Sr. Theresa Kastner, MM
Sunday, March 20, 2016
Luke 19:28-40; Isaiah 50:4-7; Ps. 22:8-9, 17-18a, 19-20, 23-24; Philippians 2:6-11; Luke 22:14 – 23:1-49

Taiwan, a relatively small island – not quite 250 miles long and 100 miles across at its widest point – has a mere 100 miles of ocean separating it from its massive neighbor, China. At this moment China has approximately 400 missiles aimed at the island; pretty much every square mile of the land is targeted. Under such a massive threat of violence, the people of Taiwan simply continue to live their daily lives. Amazingly enough – just as Jesus does in the two Lucan Gospel accounts that bracket the Palm Sunday liturgy – the people of Taiwan, under the threat of death, still find in themselves the capacity to act with healing, compassion and caring. 

Jesus the compassionate healer: In his painful journey to Calvary Jesus’ concern was for others. “A large number of people followed him, including women who mourned and wailed for him. Jesus turned and said to them: ‘Daughters of Jerusalem, do not weep for me; weep for yourselves and for your children’...” (Luke 23:27-28) As he hung on the cross he offered consolation to the repentant thief. “Truly I tell you, today you will be with me in paradise” (Luke 23:43).

One graduate of my women’s self-development courses was unfairly imprisoned for eight months because of her husband’s crime. He had passed a number of bogus checks, using her ID and her bank account. While there, rather than serving that sentence in anger and despair, she got permission to organize some of the other women inmates for a communications-skills course. When the staff of our social service center visited her, she explained that she taught them everything she could remember of the courses she had attended. She told us: “I feel that being able to minister to the other women like this is why God has let me be in this place at this time.” In her compassion and reaching out to others she found her own way to healing.

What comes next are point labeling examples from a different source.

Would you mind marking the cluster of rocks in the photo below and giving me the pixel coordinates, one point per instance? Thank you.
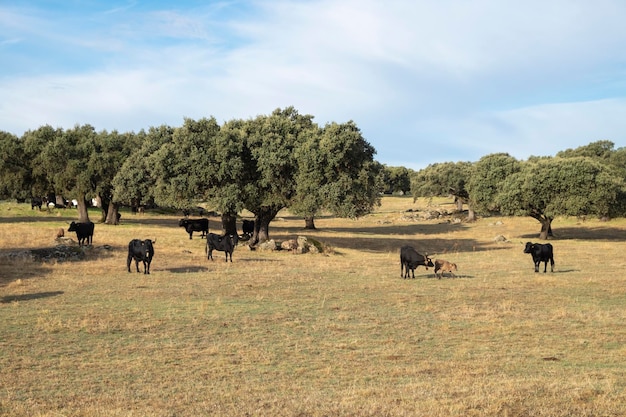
(301, 244)
(419, 215)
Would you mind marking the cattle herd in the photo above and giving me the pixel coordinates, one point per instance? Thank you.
(410, 259)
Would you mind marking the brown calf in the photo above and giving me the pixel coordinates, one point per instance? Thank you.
(444, 266)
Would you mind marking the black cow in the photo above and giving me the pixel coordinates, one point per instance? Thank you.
(140, 250)
(195, 225)
(222, 243)
(541, 253)
(36, 202)
(84, 232)
(247, 228)
(410, 259)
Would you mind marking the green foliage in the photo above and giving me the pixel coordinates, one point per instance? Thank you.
(68, 163)
(487, 177)
(441, 179)
(179, 165)
(134, 183)
(571, 186)
(14, 167)
(337, 172)
(396, 179)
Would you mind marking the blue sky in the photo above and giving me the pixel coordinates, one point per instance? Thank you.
(426, 81)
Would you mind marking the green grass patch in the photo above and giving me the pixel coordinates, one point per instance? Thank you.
(282, 334)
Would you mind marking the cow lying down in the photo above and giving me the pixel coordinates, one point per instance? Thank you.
(224, 244)
(442, 266)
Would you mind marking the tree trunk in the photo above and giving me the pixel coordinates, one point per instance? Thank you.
(459, 204)
(83, 214)
(112, 214)
(309, 222)
(262, 221)
(546, 227)
(229, 223)
(471, 214)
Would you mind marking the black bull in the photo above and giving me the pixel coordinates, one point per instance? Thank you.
(140, 251)
(222, 243)
(410, 259)
(84, 232)
(541, 253)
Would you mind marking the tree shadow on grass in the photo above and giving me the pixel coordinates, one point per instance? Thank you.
(27, 297)
(186, 269)
(611, 234)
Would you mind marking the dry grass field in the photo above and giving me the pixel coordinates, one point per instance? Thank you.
(334, 334)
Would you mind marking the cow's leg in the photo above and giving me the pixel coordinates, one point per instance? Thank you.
(551, 264)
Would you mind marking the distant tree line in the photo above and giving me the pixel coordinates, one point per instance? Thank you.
(285, 160)
(586, 181)
(264, 164)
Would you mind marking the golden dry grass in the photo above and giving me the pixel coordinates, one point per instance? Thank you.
(278, 334)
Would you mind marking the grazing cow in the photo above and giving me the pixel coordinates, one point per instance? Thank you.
(195, 225)
(444, 266)
(222, 243)
(541, 253)
(410, 259)
(140, 251)
(84, 232)
(247, 228)
(36, 202)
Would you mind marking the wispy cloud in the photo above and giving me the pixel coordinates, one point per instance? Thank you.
(471, 78)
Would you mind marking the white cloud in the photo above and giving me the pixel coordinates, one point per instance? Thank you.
(528, 78)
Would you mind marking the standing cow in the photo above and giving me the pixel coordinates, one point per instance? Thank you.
(541, 253)
(410, 259)
(140, 251)
(195, 225)
(84, 232)
(222, 243)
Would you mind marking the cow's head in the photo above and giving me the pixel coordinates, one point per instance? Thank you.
(529, 247)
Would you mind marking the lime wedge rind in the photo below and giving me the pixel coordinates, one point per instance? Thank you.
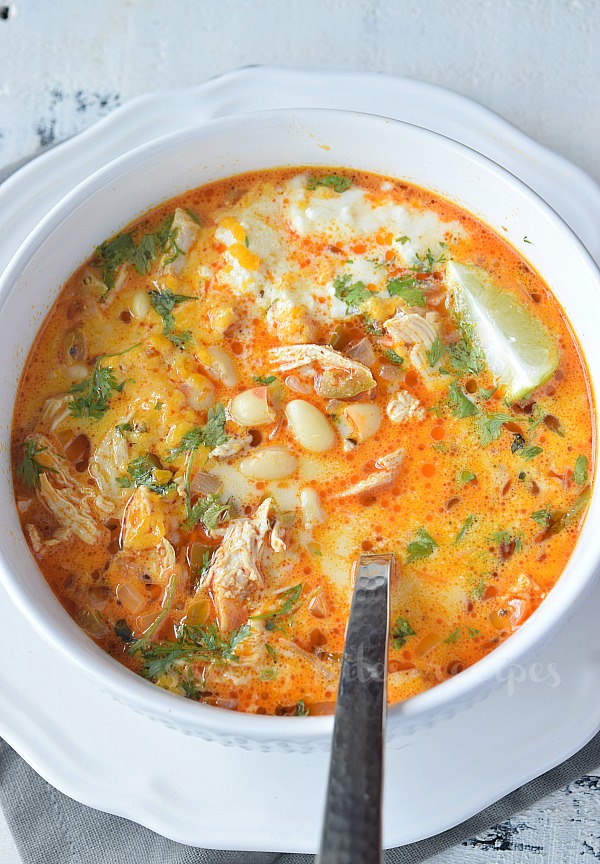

The journey of discipleship: Luke’s passion account is the only one of the four Gospels that gives more than one or two verses to the “Way of the Cross” that Jesus travelled from the place where he was condemned to the barren hill of Golgotha where he was crucified (Luke 23:26-32). Along the road we are told: Simon is pressed into service to carry Jesus’ cross; a large number of people – including women – followed him; Jesus stops to interact with the women who are weeping for him; two other men, both criminals, are led out with him to be executed. What a diverse collection of people, all literally and figuratively caught up in the following of Jesus – the challenging, not always voluntary, and sometimes bewildering path of discipleship.

An equally diverse collection of people – men and women, young and old, Chinese, Aboriginals, foreigners, Buddhist, Taoists, Catholics, Protestants and others – have committed themselves over the years to a long struggle against the use of nuclear power in Taiwan. The island, small as it is, sits astride not one but several earthquake faults, and, a chain of volcanoes known as “the ring of fire.” Despite this, it supports three nuclear power plants to meet the enormous power needs of its more than 25 million inhabitants. The impact of even one nuclear “accident” would be devastating.

More than 15 years of unflagging efforts to prevent the completion of a fourth nuclear power plant – only eight kilometers from the 5,000,000 people living in the capital of Taipei – has not met with success. Since 2002 many of the same people have joined efforts to urge the government-run Taipower Company to remove its nuclear storage facility from the tiny offshore Orchid Island – home to the Yami Aboriginal tribe which makes up more than half of its 4,000 or so residents and which has suffered sickness and death related to their proximity to the nuclear waste. Although the ravages of the tsunami in Japan in 2011 have given new urgency and energy to this struggle, government promises to close the facility have still not materialized. After 10 years of tireless efforts the people continue to walk this difficult path of discipleship.

Just as the reading from Philippians (2:6-11) describes Jesus’ passage through humility, obedience and death to resurrection, it is to be hoped that the faithful efforts of those committed to promoting life for the people and the earth in Taiwan will ultimately succeed as well.